# Machine Learning Accelerator - Computer Vision - Lecture 1

## Neural Networks with PyTorch

In this notebook, we build, train and validate a Neural Network in [PyTorch](https://pytorch.org/docs/stable/index.html), an open source machine learning framework that accelerates the path from research prototyping to production deployment with a clear, concise, and simple API. 

1. Implementing a neural network with PyTorch 
2. Loss Functions
3. Training
4. Example - Binary Classification

In [None]:
! pip install -q -r ../../requirements.txt

## 1. Implementing a neural network with PyTorch
(Go to top)

Let's implement a simple neural network with two hidden layers of size 64 using the sequential container (Adding things in sequence). We will have 3 inputs, 2 hidden layers and 1 output layer. Some drop-outs attached to the hidden layers.

In [None]:
import torch
from torch import nn

net = nn.Sequential(
 nn.Linear(3, 64), # Linear layer-1 with 64 out_features and input size 3
 nn.Tanh(), # Tanh activation is applied
 nn.Dropout(p=0.4), # Apply random 40% drop-out to layer_1
 nn.Linear(64, 64), # Linear layer-2 with 64 units and input size 64 
 nn.Tanh(), # Tanh activation is applied
 nn.Dropout(p=0.3), # Apply random 30% drop-out to layer_2
 nn.Linear(64, 1)) # Output layer with single unit

print(net)

The weight parameters of the `Linear` layer in pytorch are initialized with a modified form of the Xavier Initialization. Using these weights as a start, we can later apply optimization such as SGD to train the weights. As a result, using a strategic technique to initialize the weights is crucial. 

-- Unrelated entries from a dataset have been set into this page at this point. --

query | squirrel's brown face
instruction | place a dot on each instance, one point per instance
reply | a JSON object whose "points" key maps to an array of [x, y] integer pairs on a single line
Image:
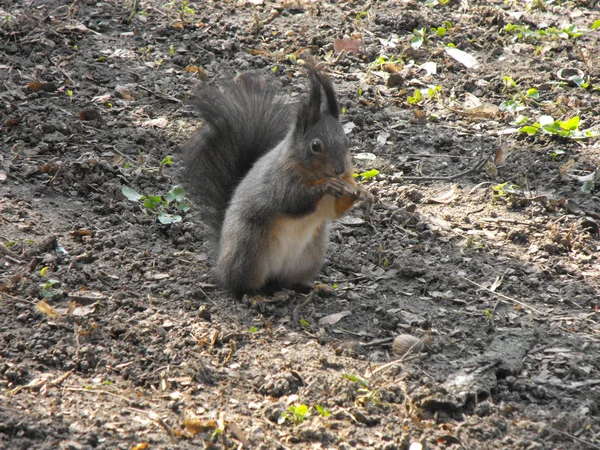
{"points": [[319, 137]]}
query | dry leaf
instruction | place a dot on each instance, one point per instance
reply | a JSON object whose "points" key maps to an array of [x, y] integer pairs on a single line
{"points": [[332, 319], [13, 122], [348, 45], [46, 87], [160, 122], [446, 197], [239, 434], [102, 99], [501, 155], [89, 114], [46, 309], [462, 57], [564, 169], [491, 169]]}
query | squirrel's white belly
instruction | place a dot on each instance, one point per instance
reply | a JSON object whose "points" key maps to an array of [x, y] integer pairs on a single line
{"points": [[292, 236]]}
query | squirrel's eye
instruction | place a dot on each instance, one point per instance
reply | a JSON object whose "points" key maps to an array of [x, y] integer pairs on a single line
{"points": [[316, 146]]}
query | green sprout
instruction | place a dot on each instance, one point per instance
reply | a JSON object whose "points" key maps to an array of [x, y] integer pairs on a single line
{"points": [[419, 38], [155, 203], [567, 129], [295, 413]]}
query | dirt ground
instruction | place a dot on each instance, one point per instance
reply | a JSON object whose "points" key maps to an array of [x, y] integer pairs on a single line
{"points": [[482, 247]]}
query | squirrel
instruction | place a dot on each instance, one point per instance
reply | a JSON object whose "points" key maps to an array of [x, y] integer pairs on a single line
{"points": [[268, 178]]}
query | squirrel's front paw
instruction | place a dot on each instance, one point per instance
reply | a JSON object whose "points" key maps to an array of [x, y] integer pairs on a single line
{"points": [[336, 187], [366, 199]]}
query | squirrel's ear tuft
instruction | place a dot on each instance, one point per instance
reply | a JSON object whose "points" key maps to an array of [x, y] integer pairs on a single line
{"points": [[310, 109], [332, 104]]}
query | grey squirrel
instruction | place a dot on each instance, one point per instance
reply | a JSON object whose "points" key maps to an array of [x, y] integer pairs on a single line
{"points": [[268, 177]]}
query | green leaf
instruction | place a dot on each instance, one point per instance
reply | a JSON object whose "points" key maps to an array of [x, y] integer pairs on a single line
{"points": [[532, 131], [130, 194], [364, 383], [416, 98], [588, 186], [571, 124], [369, 174], [416, 42], [176, 193], [577, 80], [152, 201], [533, 93], [167, 219], [440, 31], [184, 207], [322, 411]]}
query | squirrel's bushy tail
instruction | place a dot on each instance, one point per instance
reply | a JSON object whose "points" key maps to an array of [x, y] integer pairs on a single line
{"points": [[242, 121]]}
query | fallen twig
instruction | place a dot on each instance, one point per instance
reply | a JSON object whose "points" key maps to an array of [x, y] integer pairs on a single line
{"points": [[502, 296]]}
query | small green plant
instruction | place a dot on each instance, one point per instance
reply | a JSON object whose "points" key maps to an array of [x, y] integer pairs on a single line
{"points": [[322, 411], [166, 162], [432, 3], [50, 287], [567, 129], [366, 175], [489, 315], [524, 32], [503, 189], [419, 38], [182, 8], [175, 198], [415, 98], [295, 413], [366, 395], [556, 154]]}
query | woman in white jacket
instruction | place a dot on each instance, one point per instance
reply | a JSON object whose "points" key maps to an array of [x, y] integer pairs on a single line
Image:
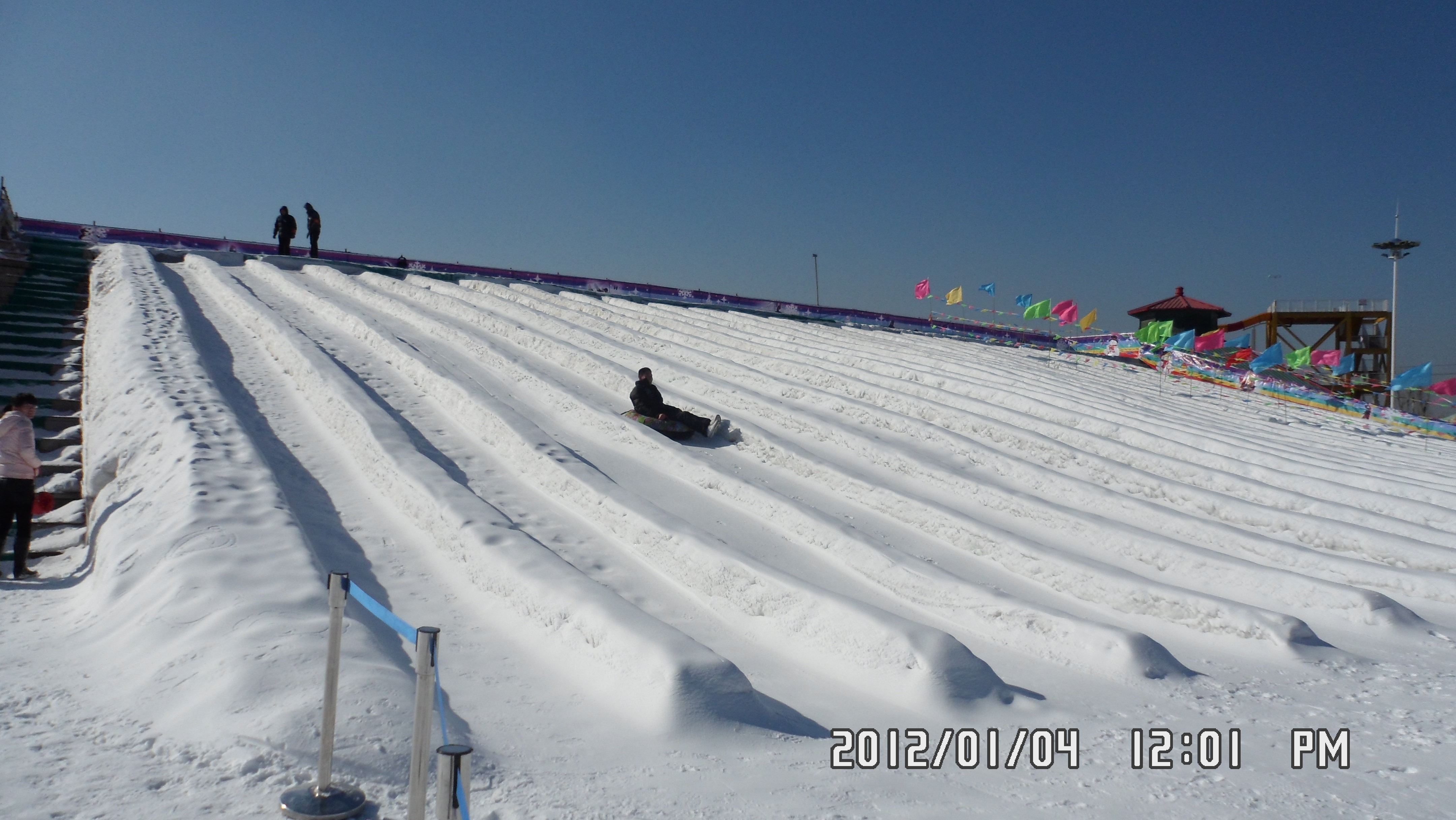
{"points": [[20, 465]]}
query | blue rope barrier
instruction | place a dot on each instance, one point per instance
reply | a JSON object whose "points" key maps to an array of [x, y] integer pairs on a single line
{"points": [[408, 633], [378, 611]]}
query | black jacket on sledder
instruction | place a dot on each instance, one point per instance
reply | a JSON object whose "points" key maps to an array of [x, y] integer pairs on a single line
{"points": [[648, 401]]}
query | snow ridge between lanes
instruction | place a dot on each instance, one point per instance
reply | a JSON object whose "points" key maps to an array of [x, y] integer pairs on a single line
{"points": [[669, 679]]}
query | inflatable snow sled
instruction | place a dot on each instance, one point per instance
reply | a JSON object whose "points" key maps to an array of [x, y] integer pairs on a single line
{"points": [[670, 429]]}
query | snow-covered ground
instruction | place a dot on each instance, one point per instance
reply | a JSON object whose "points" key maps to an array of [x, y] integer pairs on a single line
{"points": [[900, 532]]}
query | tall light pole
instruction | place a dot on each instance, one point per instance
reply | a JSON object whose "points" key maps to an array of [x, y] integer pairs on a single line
{"points": [[816, 280], [1395, 250]]}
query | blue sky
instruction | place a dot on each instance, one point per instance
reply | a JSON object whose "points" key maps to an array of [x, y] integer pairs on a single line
{"points": [[1107, 155]]}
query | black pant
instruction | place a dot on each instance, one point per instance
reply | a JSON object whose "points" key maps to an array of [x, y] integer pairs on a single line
{"points": [[17, 500], [686, 418]]}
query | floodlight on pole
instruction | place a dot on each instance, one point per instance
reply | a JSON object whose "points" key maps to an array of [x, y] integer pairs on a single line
{"points": [[816, 280], [1395, 250]]}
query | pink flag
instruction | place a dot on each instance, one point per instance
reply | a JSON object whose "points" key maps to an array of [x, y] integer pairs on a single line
{"points": [[1209, 341]]}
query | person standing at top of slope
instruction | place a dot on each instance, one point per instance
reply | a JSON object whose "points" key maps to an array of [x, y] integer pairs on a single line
{"points": [[315, 226], [648, 401], [20, 465], [286, 228]]}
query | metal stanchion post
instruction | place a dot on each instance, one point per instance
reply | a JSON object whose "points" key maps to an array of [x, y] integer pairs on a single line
{"points": [[427, 640], [325, 800], [452, 781]]}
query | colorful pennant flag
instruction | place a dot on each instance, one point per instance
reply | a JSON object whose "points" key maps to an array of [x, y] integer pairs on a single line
{"points": [[1269, 359], [1209, 341], [1155, 333], [1413, 378]]}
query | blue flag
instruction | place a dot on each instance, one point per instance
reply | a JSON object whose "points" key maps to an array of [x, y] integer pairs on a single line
{"points": [[1269, 359], [1413, 378], [1183, 341]]}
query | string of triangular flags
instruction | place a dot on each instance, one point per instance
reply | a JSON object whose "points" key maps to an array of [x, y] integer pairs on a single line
{"points": [[1065, 312], [1161, 333], [1276, 356]]}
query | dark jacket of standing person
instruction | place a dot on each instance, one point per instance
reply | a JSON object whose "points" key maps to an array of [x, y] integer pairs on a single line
{"points": [[315, 228], [313, 222], [284, 228], [20, 465]]}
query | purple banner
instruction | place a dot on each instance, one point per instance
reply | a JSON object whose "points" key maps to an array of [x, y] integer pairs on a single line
{"points": [[608, 288]]}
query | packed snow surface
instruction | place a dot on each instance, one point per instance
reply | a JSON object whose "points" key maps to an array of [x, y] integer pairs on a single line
{"points": [[896, 532]]}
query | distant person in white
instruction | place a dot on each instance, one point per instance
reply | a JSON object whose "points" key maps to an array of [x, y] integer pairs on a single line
{"points": [[20, 465]]}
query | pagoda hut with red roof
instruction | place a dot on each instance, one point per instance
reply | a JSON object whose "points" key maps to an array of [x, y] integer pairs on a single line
{"points": [[1184, 311]]}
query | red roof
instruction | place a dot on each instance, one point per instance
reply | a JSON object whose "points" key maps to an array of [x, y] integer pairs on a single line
{"points": [[1179, 302]]}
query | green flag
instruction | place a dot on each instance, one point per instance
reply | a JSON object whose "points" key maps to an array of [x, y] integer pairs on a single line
{"points": [[1039, 311]]}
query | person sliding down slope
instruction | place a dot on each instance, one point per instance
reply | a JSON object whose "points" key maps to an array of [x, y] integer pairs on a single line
{"points": [[648, 401]]}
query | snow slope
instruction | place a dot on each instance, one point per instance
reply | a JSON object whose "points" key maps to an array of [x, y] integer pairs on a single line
{"points": [[902, 531]]}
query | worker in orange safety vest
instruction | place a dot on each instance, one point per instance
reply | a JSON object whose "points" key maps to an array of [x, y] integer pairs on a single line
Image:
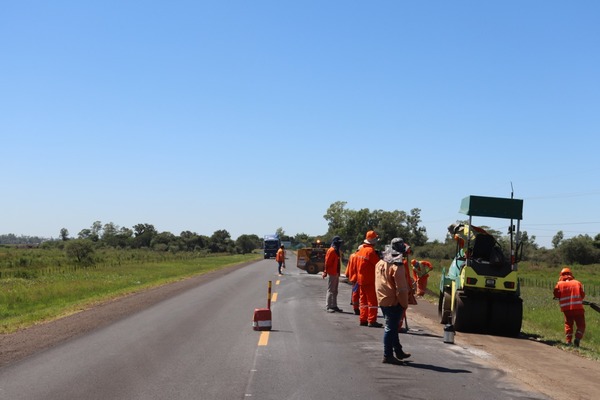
{"points": [[367, 258], [352, 275], [280, 258], [570, 295], [421, 271], [333, 266], [411, 293]]}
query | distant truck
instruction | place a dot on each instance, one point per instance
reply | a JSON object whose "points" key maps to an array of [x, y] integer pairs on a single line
{"points": [[312, 259], [271, 244]]}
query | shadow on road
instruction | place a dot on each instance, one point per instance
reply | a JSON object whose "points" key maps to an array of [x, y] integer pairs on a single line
{"points": [[436, 368]]}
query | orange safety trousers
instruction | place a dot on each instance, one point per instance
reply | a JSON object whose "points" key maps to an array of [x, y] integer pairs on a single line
{"points": [[577, 318], [355, 300], [368, 303], [422, 285]]}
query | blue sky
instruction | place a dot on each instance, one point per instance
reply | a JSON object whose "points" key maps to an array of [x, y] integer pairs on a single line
{"points": [[254, 115]]}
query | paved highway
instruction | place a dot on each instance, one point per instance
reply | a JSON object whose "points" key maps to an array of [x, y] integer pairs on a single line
{"points": [[201, 345]]}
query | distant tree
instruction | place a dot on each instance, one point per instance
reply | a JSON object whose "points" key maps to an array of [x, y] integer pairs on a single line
{"points": [[579, 249], [220, 242], [280, 232], [557, 239], [164, 241], [597, 241], [80, 251], [64, 234], [192, 241], [247, 243], [109, 235], [302, 238], [143, 235], [85, 234], [96, 231]]}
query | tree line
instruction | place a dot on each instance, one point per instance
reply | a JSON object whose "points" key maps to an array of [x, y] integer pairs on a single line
{"points": [[349, 224]]}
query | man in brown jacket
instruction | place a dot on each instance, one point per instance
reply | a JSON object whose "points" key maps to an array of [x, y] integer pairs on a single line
{"points": [[392, 296]]}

Here is a full list of [Initializers](https://pytorch.org/docs/stable/nn.init.html). The commonly used one is called *Xavier initilaization*, which can keep the scale of gradients roughly the same in all the layers. (Here are more technical details of [Xavier initilaization](https://d2l.ai/chapter_multilayer-perceptrons/numerical-stability-and-init.html#xavier-initialization).)

In [None]:
def xavier_init_weights(m):
 if type(m) == nn.Linear:
 torch.nn.init.xavier_uniform_(m.weight)

net.apply(xavier_init_weights)

We can easily access them with `net[layer_index]`:

In [None]:
print(net[0])
print(net[1])
print(net[2])
print(net[3])
print(net[4])
print(net[5])
print(net[6])

## 2. Loss Functions
(Go to top)

We can select [loss functions](https://d2l.ai/chapter_linear-networks/linear-regression.html#loss-function) according to our problem. A full list of supported `Loss` functions in PyTorch are available [here](https://pytorch.org/docs/stable/nn.html#loss-functions). 

Let's go over some popular loss functions and see how to call a built-in loss function:


__Binary Cross-entropy Loss:__ A common used loss function for binary classification.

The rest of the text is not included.